- A deferred payment agreement is an arrangement with the local council that lets people use the value of their homes to help pay care home costs. It means they do not need to sell their home during their lifetime to meet care costs.
- To qualify you must live in a care home and the value of your assets (excluding your home) must be less than the upper means tested limit -currently £23,350.
- 2605 new DPAs were agreed during 2020/21 with a value of £47m.
- As of March 31 2021 there were 6435 DPAs outstanding at a value of £237m.
- 1385 DPAs were not provided either due to local authority reasons or client reasons.
NHS Digital has released information on Deferred Payment Agreements for 2020/21.
Helen Morrissey, senior pensions and retirement analyst at Hargreaves Lansdown:
“Deferred payment agreements (DPAs) have helped those most in need but only reach a fraction of those who pay enormous sums every month for care. Recent estimates put the number of self-funders in England at around 144,000 and while not all of those will be struggling it is clear the current 6435 DPAs in place barely scratches the surface.

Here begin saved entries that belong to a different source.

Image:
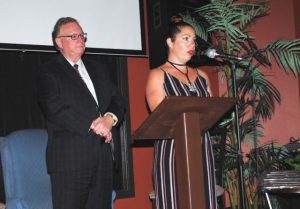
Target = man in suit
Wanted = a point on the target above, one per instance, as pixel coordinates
(81, 106)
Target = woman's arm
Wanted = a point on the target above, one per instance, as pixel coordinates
(154, 88)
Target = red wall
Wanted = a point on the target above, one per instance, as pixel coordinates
(285, 123)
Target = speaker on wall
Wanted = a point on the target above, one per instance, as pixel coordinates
(159, 14)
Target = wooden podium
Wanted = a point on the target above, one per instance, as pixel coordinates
(185, 119)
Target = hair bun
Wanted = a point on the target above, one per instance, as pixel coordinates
(176, 19)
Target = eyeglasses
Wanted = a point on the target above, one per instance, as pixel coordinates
(75, 36)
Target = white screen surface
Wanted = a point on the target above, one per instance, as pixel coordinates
(110, 25)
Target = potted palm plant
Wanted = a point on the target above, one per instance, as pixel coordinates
(224, 24)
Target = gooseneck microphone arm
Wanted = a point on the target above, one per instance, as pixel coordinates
(212, 53)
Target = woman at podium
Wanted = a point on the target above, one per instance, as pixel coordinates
(176, 78)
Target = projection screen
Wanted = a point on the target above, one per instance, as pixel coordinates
(113, 27)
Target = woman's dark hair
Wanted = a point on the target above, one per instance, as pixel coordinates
(175, 25)
(60, 22)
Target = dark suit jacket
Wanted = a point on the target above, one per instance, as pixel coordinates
(70, 108)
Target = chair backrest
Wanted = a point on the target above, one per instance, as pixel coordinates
(26, 181)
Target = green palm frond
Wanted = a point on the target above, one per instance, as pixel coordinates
(286, 54)
(251, 129)
(254, 85)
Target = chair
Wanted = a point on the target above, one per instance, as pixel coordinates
(26, 182)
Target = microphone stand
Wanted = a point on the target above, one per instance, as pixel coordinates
(237, 132)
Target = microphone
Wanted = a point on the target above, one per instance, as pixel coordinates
(212, 53)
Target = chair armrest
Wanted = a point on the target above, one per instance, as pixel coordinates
(16, 203)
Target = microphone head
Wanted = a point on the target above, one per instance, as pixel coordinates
(211, 53)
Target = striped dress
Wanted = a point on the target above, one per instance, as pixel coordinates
(164, 153)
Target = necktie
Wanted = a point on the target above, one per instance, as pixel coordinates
(75, 66)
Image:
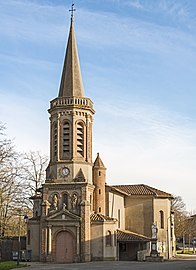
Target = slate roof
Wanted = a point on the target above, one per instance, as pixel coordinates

Paying for care places an enormous financial strain on entire families – the data shows 1,955 DPAs in place covering costs of more than £500 per week. While a relatively short stay in a care home might be manageable, over time the costs can become impossible to bear.
Sajid Javid commented in the wake of the Social Care Levy announcement that government would make sure everyone will be able to access one of these agreements in future. This is welcome but hard-pressed families will be eager for more detail on when these arrangements can be made available to them.”